Les cours sur l’histoire et la société russe à la Ulapland
A l’université, il est proposé un cours en anglais ayant pour intitulé et thème « l’histoire et la société russe ». Le professeur qui l’enseigne pourrait être Russe. Son allure semble illustrer le parfait cliché du mâle russe. Trapu, négligé, il porte une barbe et de grosses lunettes. Son teint et sa santé de toute évidence fragilisée laissent suggérer les stigmates d’un alcoolisme chronique de longue date. Mais il est bien Finlandais, et fier de l’être à juger sa tendance naturelle et manifeste à porter sur la Russie un regard critique voire inquisiteur, acerbe voire pessimiste. Sans aucun doute, les leçons qu’il professe en la matière sont fortement subjectives. On peut en juger par le nombre de photos personnelles – escapades et autres voyages « scientifiques » en Russie – qu’il intègre plus ou moins pertinemment dans la présentation de son propos. Mais c’est surtout dans son approche des questions liées à l’histoire et à la société russe que l’on peut sûrement discerner des choix délibérés de teinter le propos de sa propre amertume, qu’elle soit intime pour des raisons obscures, ou patriotiques pour des raisons évidentes. Le découpage en chapitres couvre ni plus ni moins le champ certes assez étendu des maux de la société russe contemporaine, de l’alcoolisme fléau (dont les statistiques sont certes éloquentes au pays des tsars) au crime organisé, en passant par la misère des enfants des rues, les ravages du SIDA, l’emprise du chômage, les désastres de la radioactivité, ou encore la tragédie de la prostitution qui s’exporte… Bref, la noirceur de ce portrait de la société russe qui émane d’un point de vue universitaire mais altéré d’exagération en dit long sur les rancœurs excessives de beaucoup de Finlandais à l’égard de leurs voisins russes…

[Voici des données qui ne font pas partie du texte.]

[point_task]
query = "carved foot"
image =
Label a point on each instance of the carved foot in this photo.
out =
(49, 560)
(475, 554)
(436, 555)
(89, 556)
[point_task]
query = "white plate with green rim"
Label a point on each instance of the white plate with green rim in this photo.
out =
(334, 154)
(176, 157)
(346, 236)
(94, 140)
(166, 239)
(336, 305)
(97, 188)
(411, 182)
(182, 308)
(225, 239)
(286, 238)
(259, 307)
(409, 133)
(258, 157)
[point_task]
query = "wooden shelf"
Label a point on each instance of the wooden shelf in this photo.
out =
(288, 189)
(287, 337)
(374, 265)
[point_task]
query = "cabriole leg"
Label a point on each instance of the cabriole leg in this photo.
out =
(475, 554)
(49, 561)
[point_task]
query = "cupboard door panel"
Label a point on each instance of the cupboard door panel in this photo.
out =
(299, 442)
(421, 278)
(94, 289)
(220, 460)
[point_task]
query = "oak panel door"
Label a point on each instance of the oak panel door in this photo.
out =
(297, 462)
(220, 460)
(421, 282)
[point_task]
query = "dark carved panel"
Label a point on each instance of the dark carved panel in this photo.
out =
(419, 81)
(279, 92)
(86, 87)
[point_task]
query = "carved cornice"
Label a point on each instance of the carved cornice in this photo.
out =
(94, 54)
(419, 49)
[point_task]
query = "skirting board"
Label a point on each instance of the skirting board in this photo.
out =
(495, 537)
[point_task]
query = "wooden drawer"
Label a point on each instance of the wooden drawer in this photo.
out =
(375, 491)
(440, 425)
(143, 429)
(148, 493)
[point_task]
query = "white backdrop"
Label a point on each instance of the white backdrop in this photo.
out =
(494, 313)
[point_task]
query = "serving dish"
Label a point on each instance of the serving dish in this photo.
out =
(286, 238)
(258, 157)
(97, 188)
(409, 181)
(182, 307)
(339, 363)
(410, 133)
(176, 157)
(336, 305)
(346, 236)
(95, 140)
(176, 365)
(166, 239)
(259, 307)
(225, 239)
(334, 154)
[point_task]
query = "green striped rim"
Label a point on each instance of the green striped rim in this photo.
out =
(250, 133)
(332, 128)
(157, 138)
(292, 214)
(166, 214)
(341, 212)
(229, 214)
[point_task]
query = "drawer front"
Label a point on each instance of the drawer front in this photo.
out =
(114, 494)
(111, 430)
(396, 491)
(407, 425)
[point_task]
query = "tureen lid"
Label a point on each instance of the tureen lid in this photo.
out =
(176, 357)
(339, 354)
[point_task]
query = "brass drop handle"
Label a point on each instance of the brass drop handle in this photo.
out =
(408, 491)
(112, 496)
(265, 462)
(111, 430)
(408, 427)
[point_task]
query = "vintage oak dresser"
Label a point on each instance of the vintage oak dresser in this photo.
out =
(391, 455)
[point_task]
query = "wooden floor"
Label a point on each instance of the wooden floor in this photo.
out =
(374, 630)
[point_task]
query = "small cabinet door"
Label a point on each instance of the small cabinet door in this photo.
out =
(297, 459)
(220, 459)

Le point de vue des Finlandais sur les Russes, et vice-versa
Du côté finlandais, on décrit volontiers les Russes comme des êtres méchants et malhonnêtes. Les traumatismes du passé, notamment lors des deux guerres mondiales, peuvent expliquer la connotation violente de la Russie dans l’imaginaire finlandais. Mais de nos jours ce portrait peu flatteur se perpétue, en particulier à travers le regard porté par les contemporains sur les Russes présents en Finlande, souvent pour des activités économiques qu’ils exploitent sans scrupule au regard des exigences nationales en matières fiscale ou sociale… De l’autre côté, la tranquillité et le civisme des Finlandais tendent à leur valoir au regard des Russes d’être des êtres mous et stupides. Un constat qui en dit long sur les différences profondes d’identité entre les deux peuples. Les Finlandais sont des démocrates confirmés, attachés à la sécurité que leur garantit l’Etat, et pacifiques par tradition. Les Russes sont eux confrontés à une réalité beaucoup plus instable où chacun doit affirmer sa force pour en tirer bénéfice.

D’Est en Ouest
Côté diplomatie, les relations Finlande-Russie sont réputées de bonne qualité, mais elles restent complexes et susceptibles de connaître des tensions ponctuelles à tout moment (notamment sur la protection des investissements, l’espace aérien, …). L’entrée de la Finlande dans l’Union européenne s’est accompagnée d’un net refroidissement de ses relations avec la Russie, mais celle-ci reste néanmoins un partenaire de choix, devenant même le deuxième partenaire commercial du pays (après l’Allemagne). Si la Russie a toujours été un partenaire majeur, pour le pire et le meilleur, de la Finlande, elle voit aujourd’hui son ex-duché résolument tourné vers l’Ouest et l’Union européenne.